Teaching kids to code: I’m a computer scientist and I think it teaches kids important skills

Good afternoon world!

To those of you who know it doesn’t come as a surprise that I care a lot about teaching, in particular mathematics and computer science. Recently while browsing r/programming I came across an article that gives a perspective of a software developer on why you should not teach your kids how to code. I think the article brings up several good points, but is not quite complete and draws a conclusion with which I thoroughly disagree. Thus, I have decided to present my take on the issue, and point out a few nuances which I think are important to consider when making claims about usefulness of teaching coding.

Why is teaching coding a bad idea?

First of all, I need to say that the article is well written and definitely tackles some major issues with the hype around learning how to code. However, I would like to take a closer look at the following paragraph.

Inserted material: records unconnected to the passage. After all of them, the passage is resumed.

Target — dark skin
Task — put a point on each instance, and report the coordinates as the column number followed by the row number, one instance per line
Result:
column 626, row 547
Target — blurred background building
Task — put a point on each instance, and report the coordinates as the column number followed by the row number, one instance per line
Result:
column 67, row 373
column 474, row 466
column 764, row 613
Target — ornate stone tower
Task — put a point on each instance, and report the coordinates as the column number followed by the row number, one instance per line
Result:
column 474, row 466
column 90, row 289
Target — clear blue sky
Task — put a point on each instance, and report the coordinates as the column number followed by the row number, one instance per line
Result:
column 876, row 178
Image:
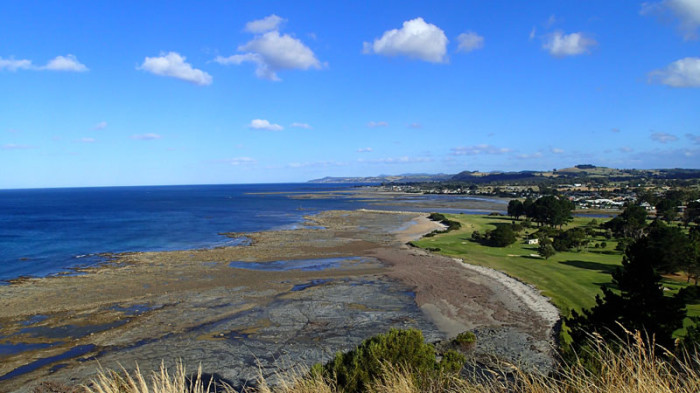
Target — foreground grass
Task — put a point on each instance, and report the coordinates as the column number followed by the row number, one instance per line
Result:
column 571, row 279
column 634, row 369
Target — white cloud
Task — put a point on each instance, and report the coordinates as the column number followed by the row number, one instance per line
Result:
column 686, row 11
column 58, row 63
column 560, row 45
column 469, row 41
column 174, row 66
column 146, row 137
column 14, row 65
column 626, row 149
column 301, row 125
column 693, row 138
column 416, row 39
column 263, row 25
column 375, row 124
column 237, row 161
column 529, row 156
column 478, row 149
column 271, row 53
column 663, row 137
column 14, row 146
column 65, row 63
column 680, row 73
column 261, row 124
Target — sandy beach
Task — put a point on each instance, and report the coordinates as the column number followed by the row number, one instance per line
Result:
column 289, row 298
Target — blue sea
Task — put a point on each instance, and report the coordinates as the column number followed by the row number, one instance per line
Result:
column 49, row 231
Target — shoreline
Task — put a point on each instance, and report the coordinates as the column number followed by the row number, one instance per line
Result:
column 190, row 303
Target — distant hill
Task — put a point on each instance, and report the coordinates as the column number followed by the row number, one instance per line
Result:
column 405, row 178
column 583, row 172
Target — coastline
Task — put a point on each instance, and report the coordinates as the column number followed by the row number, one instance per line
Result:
column 193, row 304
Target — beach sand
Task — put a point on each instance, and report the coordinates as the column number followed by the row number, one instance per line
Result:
column 191, row 305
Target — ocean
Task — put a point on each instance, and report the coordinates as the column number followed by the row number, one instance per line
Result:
column 49, row 231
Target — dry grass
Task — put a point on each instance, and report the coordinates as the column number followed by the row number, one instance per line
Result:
column 636, row 368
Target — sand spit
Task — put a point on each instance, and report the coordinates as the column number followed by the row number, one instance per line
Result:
column 343, row 277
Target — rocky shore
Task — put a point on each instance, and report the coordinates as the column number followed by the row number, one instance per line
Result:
column 288, row 299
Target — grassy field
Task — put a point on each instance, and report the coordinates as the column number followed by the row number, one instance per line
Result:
column 571, row 279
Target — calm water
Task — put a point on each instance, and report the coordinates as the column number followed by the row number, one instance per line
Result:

A former co-worker of mine was trained at a coding boot camp with the motto “Coding Is the New Literacy”. That sentiment is at the heart of all the programming books and games. The description on one popular book says starting coding early is “essential to prepare kids for the future”. This gives the impression that not teaching kids to code is somehow equivalent to not teaching them to read.

Joe Morgan, Slate.com

I think this is a valid criticism of aggressive advertisement of coding boot camps and resources target at children. However, the language of “new literacy” can be taken apart from a different angle. Just like we learn basic reading skills, we also learn basic mathematical reasoning at the young age. In many ways coding is a field that brings together the abstract mathematical reasoning and applied results. Hence, while the branding of “new literacy” is misleading, we can think of coding as a rather “old literacy” repackaged into a modern set of tools and scenarios.

In particular, a good amount of the critique presented in the article is aimed at learning syntax of particular language rather then general problem solving. I do agree that teaching coding, regardless of the age group in fact, should be aimed at cultivating problem solving skills and developing abstract thinking. However, the second point is exactly why I disagree with the article’s author. While we talk about problem solving a lot, it seems like a common pattern to think of teaching problem solving in the context of applied life skills: assembling furniture, cooking, playing with LEGO, etc. However, what many of these examples lack is the abstraction aspect that is essential to mathematics and computer science. Even the notion of something so natural as a natural number hides in itself a deep abstraction leap that is often taken for granted. When we think of the number 3, we are thinking of an abstract notion of count. Three apples are inherently different from three oranges or three chairs, but we are thinking of some abstract property that unites all of these examples, namely the count. The number 3 does not exist on its own, we can’t create a palpable 3, but we still are capable of thinking and knowing exactly what we mean by it.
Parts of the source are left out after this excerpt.